Sir,
Stickler Syndrome (STL) is an autosomal dominant disorder characterized by degeneration of the vitreous and retina, and is frequently associated with myopia.1 It is also accompanied by nonocular signs, such as orofacial anomalies, deafness, and arthritis. There are no widely accepted clinical diagnostic criteria for STL in ophthalmology.2 Based on locus heterogeneity, a subclassification of STL has been proposed; COL2A1 mutation associated STL type I with a congenital ‘membranous’ vitreous anomaly; COL11A1 mutations associated with STL type II showing a ‘beaded’ phenotype; and COL11A2 mutations associated with non-ocular STL type III (OMIM 120140, 120280, and 120290).3 A subgroup of STL type I patients has been identified who are characterized by predominantly ocular disorders without systemic involvement.4, 5 It has been suggested that molecular genetics and scrutiny of the phenotype will provide evidence that clinicians require for accurate diagnosis.2 However, several cases of STL with different degrees of severity and manifestations, and genetic background, have been reported mainly in the Western world.
Case report
We report on a 25-year-old Japanese woman who was referred to our clinic with a diagnosis of rhegmatogenous retinal detachment of the right eye. Family history revealed that her mother had undergone retinal detachment surgery in her forties. On the initial examination, her best-corrected visual acuity was 20/20 OU, and her refraction was − 9.0 diopter sphere (DS) OD eye and − 7.5 DS OS. Anterior-segment examination was unremarkable with clear lenses. Vitreous examination confirmed the presence of a type I membranous vitreous anomaly (Figure 1a and b). Ophthalmoscopy showed a horseshoe tear surrounded by a retinal detachment in the right peripheral retina, and circumferentially oriented lattice degenerations in both eyes. Atrophy of the retinal pigment epithelium, choriocapillaris and radial perivascular degeneration were not seen. No systemic abnormalities were found. We performed scleral buckling on the right eye and the detached retina was reattached.

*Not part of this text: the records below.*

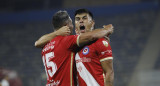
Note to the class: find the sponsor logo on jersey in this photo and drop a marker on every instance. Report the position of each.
(86, 50)
(105, 43)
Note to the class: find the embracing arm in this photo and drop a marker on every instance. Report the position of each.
(95, 34)
(107, 66)
(42, 41)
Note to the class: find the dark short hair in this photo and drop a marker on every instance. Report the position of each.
(80, 11)
(60, 19)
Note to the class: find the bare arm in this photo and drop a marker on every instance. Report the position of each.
(107, 66)
(42, 41)
(95, 34)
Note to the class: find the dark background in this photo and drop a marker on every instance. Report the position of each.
(135, 41)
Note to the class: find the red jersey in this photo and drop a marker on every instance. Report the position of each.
(88, 63)
(58, 56)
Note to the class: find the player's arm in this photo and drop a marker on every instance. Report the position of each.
(95, 34)
(107, 66)
(42, 41)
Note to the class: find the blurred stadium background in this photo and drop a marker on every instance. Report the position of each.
(135, 42)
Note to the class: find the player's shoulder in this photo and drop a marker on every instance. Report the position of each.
(101, 40)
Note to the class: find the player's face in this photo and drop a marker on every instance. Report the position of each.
(83, 23)
(70, 24)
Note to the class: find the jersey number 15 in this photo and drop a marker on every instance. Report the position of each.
(50, 66)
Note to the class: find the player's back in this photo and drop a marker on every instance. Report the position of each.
(88, 63)
(58, 56)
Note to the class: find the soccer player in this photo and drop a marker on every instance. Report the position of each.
(58, 54)
(94, 62)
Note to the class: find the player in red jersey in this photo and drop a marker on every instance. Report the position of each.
(58, 55)
(93, 62)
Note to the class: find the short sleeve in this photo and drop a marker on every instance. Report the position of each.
(71, 42)
(103, 49)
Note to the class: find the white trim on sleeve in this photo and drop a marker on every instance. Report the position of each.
(108, 58)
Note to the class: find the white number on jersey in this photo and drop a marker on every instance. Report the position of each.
(50, 66)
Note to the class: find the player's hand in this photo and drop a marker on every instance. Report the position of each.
(108, 28)
(64, 31)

Although we had tentatively diagnosed the proband with predominantly ocular STL type I based on her ocular features, we could not completely exclude other possibilities because of the unknown genetic a etiology of STL in the Eastern world. In addition, the absence of systemic involvement indicated that the patient had not met the criteria for the diagnosis of STL proposed by Snead.1
After obtaining informed consent, we performed direct sequencing of all coding regions of the COL2A1 gene and found a heterozygous deletion of a G at position 237, which predicts a downstream premature stop codon in exon 5 of the COL2A1 gene (accession number: NM001844) (Figure 2). Her mother, who declined ophthalmic examination, carried the same mutation in the COL2A1 gene in the heterozygous state. This deletion was not detected in her father and 45 healthy controls.
Comments
Our study adds a novel mutation of the COL2A1 gene to the existing mutations that causes STL type I. Based on the mutational analyses, we counseled our patient that her future children should undergo ophthalmic examinations and molecular analysis for earlier diagnosis or exclusion of STL. Our observations further supported the idea that, irrespective of race, mutations involving exon 2 of the COL2A1 gene are characterized by a predominantly ocular STL phenotype.4, 5
The existence of a predominantly ocular type of STL disorder may make an accurate diagnosis of the disease difficult, and the diagnosis of STL may be significantly overlooked in Japan. Although it has been proposed that radial perivascular retinal degeneration is a prominent feature of this predominantly ocular Stickler subset,6 we did not observe this feature in our patient. Therefore, molecular genetic analysis of the COL2A1 gene should be considered in routine clinical examination not only for accurate diagnosis of patients with predominantly ocular STL type I, but also for establishing reliable clinical diagnostic criteria.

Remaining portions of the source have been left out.